Thanks Tom for the suggestion.
Hi RMT,
I'd like to commit a fix for JSON_ARRAY(subquery) behavior that
involves a user-visible incompatibility, and would appreciate your
go/no-go since we're past feature freeze.
Summary:
- JSON_ARRAY(SELECT ...) currently returns NULL over an empty result
set, but the SQL/JSON standard requires it to return '[]'. Fixing
this changes user-visible output.
- The same patch also fixes a deparsing issue: views defined with
JSON_ARRAY(SELECT ...) are dumped back as the internal JSON_ARRAYAGG
rewrite instead of the original syntax.
- Richard
On Tue, Apr 21, 2026 at 9:57 AM Richard Guo <guofenglinux@gmail.com> wrote:
On Mon, Apr 20, 2026 at 6:05 PM Amit Langote <amitlangote09@gmail.com> wrote:
Agreed that v4 is the better direction.
Thanks for review!
The comment on orig_query could say "not walked" a bit more helpfully, e.g.
Node *orig_query; /* for deparse only; not walked (func is) */
Sounds good.
I also noticed that the comment for 'func' is incomplete as it is and
this change warrants an update.
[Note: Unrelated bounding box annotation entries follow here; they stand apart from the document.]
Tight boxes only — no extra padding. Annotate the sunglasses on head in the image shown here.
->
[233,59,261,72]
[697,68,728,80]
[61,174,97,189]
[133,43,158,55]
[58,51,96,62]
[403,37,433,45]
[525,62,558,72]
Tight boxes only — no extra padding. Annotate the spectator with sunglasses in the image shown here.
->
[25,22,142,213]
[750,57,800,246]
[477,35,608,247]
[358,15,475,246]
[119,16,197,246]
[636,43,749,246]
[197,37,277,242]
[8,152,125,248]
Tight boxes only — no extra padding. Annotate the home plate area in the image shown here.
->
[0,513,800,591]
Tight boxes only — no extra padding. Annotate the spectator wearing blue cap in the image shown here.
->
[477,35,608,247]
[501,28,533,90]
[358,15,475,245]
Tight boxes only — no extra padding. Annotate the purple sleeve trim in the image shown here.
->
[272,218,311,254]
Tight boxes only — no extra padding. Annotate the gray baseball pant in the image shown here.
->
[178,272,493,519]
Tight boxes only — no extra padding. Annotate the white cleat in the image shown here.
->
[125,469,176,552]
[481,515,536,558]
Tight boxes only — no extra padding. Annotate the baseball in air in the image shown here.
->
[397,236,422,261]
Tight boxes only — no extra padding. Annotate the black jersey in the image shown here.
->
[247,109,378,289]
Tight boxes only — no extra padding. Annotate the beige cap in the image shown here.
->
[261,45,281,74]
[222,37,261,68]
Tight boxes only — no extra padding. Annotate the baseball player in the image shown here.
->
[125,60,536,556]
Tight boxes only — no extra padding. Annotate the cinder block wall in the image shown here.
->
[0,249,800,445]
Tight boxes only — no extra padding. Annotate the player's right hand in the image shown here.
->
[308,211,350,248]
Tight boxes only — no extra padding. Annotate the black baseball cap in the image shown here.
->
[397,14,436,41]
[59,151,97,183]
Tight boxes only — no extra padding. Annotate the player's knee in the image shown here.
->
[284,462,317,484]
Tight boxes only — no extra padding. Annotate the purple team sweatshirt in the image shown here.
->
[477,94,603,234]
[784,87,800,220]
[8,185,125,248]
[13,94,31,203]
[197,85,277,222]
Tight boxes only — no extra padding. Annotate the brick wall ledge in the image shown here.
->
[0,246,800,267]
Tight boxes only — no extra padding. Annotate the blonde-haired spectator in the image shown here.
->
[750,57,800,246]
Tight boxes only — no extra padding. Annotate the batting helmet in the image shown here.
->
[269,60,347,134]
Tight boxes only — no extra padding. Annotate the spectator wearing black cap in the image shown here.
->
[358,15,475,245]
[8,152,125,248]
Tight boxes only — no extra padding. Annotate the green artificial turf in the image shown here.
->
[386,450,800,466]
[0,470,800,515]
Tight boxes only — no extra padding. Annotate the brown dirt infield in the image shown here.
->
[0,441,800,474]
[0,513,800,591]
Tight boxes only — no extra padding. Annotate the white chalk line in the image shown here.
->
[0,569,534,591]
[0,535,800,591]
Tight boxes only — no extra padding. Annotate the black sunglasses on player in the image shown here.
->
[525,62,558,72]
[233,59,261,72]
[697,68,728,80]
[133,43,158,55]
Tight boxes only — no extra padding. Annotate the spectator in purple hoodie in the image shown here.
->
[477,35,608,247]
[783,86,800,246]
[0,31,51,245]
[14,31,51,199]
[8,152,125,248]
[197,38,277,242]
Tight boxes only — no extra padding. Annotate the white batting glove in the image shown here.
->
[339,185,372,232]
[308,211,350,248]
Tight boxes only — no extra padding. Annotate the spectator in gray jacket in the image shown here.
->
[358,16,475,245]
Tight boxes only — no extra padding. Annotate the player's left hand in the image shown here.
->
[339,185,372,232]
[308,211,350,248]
Maybe a bit long, but how about:Expr *func; /* expression producing the result:
* Aggref/WindowFunc for *AGG,
* CoalesceExpr for ARRAY_QUERY,
* json[b]_xxx() call for remaining types */It seems that func is NULL for "remaining types". How about we go
with:Expr *func; /* executable expression:
* Aggref/WindowFunc for *AGG,
* CoalesceExpr for ARRAY_QUERY,
* NULL for other types (executor calls
* underlying json[b]_xxx() functions) */
Right.
(maybe we should place the multi-line comment above the field.)
Makes sense. Perhaps we should also move the description of individual
fields, where needed, into the comment above the struct definition
like it is done for the nearby JsonValueExpr. Like this:
/*
* JsonConstructorExpr -
* wrapper over FuncExpr/Aggref/WindowFunc/CoalesceExpr for SQL/JSON
* constructors
*
* func is the executable expression:
* - Aggref/WindowFunc for JSON_OBJECTAGG/JSON_ARRAYAGG,
* - CoalesceExpr for JSON_ARRAY(query),
* - NULL for other types (the executor calls the underlying json[b]_xxx()
* function directly).
*
* orig_query holds the user's original subquery for JSON_ARRAY(query),
* used only by ruleutils.c for deparsing; it is not walked because func
* is authoritative for all other purposes.
*/
typedef struct JsonConstructorExpr
{
Expr xpr;
JsonConstructorType type; /* constructor type */
List *args;
Expr *func; /* executable expression or NULL */
Node *orig_query; /* original subquery for deparsing */
Expr *coercion; /* coercion to RETURNING type */
JsonReturning *returning; /* RETURNING clause */
bool absent_on_null; /* ABSENT ON NULL? */
bool unique; /* WITH UNIQUE KEYS? (JSON_OBJECT[AGG] only) */
ParseLoc location;
} JsonConstructorExpr;
--
Thanks, Amit Langote
On Tue, Apr 21, 2026 at 12:57 PM Amit Langote <amitlangote09@gmail.com> wrote:
On Tue, Apr 21, 2026 at 9:57 AM Richard Guo <guofenglinux@gmail.com> wrote:
(maybe we should place the multi-line comment above the field.)
Makes sense. Perhaps we should also move the description of individual
fields, where needed, into the comment above the struct definition
like it is done for the nearby JsonValueExpr. Like this:
This looks even better. I will take this approach. Thanks!